Ao atribuir caráter eliminatório ao TAF em todos os concursos internos para o CFC da PMPB, o edital extrapola os limites do poder regulamentar, inovando de forma ilegítima e criando restrição desproporcional ao direito de progressão funcional do policial militar.
A contradição administrativa é evidente: o militar é considerado apto para o serviço operacional diário, mas inapto para o curso que o habilitaria à ascensão hierárquica. Essa incoerência não se sustenta juridicamente.
O direito de discutir judicialmente eliminações em concursos pretéritos
Outro aspecto relevante é que o decurso do tempo não afasta, por si só, o direito de discutir judicialmente essas eliminações. De cinco anos até aqui, cada caso deve ser analisado individualmente, considerando-se o momento da ciência inequívoca do ato lesivo e os efeitos permanentes da exclusão.

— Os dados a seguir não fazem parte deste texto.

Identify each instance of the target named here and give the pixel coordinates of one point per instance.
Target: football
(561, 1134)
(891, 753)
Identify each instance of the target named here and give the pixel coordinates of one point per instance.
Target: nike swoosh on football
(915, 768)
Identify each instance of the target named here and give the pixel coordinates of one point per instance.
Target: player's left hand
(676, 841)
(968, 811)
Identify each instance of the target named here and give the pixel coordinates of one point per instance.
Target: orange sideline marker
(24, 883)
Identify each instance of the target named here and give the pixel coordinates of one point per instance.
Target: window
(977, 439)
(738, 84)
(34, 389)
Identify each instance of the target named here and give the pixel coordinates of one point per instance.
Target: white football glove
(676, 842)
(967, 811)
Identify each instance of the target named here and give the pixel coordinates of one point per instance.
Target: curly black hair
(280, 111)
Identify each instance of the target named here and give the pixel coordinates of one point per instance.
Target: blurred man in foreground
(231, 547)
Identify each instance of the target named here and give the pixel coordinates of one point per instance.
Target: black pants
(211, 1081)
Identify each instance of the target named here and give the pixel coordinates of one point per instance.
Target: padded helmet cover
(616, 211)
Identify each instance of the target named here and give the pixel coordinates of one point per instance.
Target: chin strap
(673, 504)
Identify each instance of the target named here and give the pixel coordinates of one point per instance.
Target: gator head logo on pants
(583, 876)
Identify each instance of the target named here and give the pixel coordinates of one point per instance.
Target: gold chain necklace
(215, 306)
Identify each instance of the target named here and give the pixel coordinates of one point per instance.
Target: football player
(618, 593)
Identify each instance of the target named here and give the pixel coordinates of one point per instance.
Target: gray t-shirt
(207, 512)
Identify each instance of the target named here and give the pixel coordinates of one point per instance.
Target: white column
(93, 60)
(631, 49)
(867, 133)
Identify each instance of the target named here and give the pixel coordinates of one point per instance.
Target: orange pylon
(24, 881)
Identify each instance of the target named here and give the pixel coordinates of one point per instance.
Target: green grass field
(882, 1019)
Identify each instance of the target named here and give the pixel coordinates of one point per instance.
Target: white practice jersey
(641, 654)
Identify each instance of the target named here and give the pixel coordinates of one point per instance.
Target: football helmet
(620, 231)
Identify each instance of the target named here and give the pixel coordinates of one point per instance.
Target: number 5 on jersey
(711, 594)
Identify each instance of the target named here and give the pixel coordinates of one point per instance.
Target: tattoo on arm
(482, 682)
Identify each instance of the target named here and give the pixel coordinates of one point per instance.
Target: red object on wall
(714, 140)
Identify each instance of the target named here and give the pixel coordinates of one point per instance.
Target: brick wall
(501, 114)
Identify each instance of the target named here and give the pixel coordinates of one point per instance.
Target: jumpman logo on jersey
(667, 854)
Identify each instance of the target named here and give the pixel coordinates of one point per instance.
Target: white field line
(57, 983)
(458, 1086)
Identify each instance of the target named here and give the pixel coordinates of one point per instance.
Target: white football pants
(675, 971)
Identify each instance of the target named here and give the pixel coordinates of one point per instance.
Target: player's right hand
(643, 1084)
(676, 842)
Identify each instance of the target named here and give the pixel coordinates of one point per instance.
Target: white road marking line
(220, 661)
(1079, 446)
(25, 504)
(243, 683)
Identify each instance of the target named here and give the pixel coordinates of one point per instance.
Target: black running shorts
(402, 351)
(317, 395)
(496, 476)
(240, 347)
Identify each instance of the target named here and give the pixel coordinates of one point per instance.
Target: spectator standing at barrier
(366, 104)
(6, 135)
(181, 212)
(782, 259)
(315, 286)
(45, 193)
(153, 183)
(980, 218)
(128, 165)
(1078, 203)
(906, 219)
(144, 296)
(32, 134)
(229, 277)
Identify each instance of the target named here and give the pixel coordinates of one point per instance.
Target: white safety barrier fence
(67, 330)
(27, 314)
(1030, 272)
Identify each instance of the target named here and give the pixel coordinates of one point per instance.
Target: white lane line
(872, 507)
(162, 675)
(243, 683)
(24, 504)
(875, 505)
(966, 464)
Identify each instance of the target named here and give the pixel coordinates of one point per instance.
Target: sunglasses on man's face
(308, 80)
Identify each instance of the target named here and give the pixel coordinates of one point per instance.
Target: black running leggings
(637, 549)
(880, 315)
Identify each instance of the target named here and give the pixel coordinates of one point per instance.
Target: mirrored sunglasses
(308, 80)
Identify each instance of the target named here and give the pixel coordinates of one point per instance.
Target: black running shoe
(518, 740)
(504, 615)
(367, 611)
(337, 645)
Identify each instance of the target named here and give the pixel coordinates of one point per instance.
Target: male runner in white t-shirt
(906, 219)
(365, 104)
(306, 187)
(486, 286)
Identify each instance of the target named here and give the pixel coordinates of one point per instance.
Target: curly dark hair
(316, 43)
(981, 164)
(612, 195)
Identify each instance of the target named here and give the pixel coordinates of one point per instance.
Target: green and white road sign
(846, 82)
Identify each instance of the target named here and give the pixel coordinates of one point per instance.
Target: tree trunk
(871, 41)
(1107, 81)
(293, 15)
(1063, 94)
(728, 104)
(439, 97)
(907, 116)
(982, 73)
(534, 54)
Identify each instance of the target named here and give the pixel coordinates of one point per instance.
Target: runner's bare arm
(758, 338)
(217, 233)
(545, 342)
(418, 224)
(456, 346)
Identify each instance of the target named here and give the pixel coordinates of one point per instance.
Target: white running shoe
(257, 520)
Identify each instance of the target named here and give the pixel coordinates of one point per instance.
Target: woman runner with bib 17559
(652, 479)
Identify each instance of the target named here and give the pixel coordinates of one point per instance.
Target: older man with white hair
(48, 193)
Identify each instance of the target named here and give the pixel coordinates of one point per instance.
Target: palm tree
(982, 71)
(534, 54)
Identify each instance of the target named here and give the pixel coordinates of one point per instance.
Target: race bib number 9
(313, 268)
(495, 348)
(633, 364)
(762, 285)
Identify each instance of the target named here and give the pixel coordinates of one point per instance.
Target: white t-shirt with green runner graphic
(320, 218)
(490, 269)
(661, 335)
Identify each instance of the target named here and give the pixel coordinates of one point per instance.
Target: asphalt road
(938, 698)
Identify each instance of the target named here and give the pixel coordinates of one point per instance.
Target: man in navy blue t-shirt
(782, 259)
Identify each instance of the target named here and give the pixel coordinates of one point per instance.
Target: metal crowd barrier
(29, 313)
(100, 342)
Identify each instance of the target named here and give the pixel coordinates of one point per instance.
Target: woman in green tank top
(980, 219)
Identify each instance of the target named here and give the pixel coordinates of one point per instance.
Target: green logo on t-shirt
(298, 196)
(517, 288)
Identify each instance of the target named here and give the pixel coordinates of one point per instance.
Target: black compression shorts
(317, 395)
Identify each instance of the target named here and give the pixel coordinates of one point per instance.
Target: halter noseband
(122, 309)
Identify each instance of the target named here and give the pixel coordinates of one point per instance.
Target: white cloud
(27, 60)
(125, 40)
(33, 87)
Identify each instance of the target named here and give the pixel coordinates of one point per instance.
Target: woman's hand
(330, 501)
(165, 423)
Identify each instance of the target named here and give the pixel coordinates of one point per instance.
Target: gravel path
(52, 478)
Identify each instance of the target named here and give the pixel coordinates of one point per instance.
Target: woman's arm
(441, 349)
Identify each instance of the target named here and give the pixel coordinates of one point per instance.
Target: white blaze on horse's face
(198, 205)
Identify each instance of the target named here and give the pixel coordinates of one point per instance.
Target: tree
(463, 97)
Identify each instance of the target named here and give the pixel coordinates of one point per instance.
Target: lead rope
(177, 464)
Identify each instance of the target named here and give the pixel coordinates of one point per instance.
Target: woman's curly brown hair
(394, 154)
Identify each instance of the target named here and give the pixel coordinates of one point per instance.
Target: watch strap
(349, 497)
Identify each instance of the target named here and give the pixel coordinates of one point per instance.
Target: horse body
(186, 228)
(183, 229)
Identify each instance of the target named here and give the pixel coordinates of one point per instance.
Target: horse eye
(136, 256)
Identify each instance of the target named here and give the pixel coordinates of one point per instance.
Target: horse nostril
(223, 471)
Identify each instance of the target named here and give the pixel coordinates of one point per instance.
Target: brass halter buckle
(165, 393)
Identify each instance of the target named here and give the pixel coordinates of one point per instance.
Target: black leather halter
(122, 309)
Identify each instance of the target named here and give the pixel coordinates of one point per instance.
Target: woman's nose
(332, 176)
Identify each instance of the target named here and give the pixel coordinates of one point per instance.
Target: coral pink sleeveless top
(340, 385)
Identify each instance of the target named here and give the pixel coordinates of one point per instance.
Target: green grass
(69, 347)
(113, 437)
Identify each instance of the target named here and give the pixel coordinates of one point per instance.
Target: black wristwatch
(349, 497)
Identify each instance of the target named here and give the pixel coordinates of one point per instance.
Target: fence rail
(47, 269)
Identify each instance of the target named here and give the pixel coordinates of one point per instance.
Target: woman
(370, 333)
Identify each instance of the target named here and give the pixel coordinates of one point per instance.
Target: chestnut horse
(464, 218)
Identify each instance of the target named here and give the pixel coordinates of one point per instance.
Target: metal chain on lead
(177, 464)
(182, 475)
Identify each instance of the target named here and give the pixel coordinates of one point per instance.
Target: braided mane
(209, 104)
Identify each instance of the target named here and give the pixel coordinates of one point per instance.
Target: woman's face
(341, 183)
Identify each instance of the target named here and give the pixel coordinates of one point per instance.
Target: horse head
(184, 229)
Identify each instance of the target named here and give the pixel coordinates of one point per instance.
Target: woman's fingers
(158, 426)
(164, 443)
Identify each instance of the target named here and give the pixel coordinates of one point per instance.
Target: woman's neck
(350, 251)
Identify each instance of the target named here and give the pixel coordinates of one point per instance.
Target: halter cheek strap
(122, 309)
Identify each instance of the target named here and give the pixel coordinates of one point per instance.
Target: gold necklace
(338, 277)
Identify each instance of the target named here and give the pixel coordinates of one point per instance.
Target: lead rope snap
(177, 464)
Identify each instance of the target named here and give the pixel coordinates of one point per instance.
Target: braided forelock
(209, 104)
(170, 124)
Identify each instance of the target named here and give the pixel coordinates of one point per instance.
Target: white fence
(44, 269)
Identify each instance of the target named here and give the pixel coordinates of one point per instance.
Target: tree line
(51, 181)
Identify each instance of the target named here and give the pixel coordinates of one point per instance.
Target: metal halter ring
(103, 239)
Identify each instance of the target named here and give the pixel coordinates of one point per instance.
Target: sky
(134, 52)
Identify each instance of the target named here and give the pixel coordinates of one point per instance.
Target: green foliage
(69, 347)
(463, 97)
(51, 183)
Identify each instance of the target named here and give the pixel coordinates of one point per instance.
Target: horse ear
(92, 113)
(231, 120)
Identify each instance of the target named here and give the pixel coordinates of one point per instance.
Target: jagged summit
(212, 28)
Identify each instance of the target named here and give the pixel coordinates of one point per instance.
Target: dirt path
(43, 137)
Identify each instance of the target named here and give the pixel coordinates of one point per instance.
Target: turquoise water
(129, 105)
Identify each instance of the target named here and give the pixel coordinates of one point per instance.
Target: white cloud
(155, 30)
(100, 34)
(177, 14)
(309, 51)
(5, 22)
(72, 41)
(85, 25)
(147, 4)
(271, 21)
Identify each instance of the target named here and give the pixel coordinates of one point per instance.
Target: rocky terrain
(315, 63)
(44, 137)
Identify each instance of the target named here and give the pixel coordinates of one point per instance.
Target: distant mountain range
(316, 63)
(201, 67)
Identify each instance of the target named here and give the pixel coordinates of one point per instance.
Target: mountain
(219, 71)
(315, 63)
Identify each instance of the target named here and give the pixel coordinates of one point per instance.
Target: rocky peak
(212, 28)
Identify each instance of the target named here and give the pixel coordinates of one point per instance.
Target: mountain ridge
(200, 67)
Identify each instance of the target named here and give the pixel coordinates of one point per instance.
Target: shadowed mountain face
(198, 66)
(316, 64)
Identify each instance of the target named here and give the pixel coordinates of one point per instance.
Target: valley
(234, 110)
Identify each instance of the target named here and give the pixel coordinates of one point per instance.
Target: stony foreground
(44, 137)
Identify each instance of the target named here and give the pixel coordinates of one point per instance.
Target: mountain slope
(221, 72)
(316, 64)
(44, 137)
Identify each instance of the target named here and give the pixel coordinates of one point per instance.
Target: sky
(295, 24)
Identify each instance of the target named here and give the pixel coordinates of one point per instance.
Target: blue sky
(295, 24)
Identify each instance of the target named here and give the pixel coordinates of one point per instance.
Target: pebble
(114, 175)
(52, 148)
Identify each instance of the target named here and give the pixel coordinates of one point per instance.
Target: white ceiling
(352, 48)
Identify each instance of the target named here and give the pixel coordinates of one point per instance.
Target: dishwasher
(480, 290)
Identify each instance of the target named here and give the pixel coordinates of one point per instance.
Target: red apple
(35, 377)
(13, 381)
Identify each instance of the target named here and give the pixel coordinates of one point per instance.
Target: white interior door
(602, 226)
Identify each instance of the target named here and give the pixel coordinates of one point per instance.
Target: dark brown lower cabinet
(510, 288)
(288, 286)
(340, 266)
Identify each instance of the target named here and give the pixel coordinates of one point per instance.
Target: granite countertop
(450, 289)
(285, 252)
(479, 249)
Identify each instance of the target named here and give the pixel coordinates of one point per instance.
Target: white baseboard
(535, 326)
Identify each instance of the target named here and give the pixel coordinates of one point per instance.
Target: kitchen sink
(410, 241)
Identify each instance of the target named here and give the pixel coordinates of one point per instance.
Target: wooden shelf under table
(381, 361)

Quando demonstrado que o TAF foi utilizado em desacordo com sua finalidade normativa, há respaldo jurídico consistente para a revisão do ato administrativo, com reais possibilidades de reversão, sobretudo em concursos internos de progressão funcional.
A importância da atuação técnica especializada
Discussões dessa natureza exigem leitura criteriosa do edital, domínio da normatização militar e compreensão profunda da lógica dos concursos internos. Não se trata de demanda genérica, mas de questão específica do Direito Militar aplicado à progressão funcional, que demanda atuação técnica especializada.
A experiência demonstra que a condução adequada dessas demandas passa pela atuação de profissionais que conheçam a realidade da caserna e os fundamentos jurídicos aplicáveis, compreendendo as particularidades da carreira policial-militar e dos concursos internos.
Conclusão
Em todos os concursos internos para o CFC DA PMPB - curso de formação de cabos, o caráter eliminatório atribuído ao teste de aptidão física é ilegal. A repetição dessa regra ao longo dos anos não a legitima; ao contrário, reforça a necessidade de controle jurídico.
Embora o TAF seja legítimo e necessário, sua finalidade normativa é a avaliação de suficiência funcional, e não a exclusão definitiva do militar do processo seletivo interno. O respeito a essa lógica fortalece a segurança jurídica, a racionalidade administrativa e a valorização da carreira policial-militar.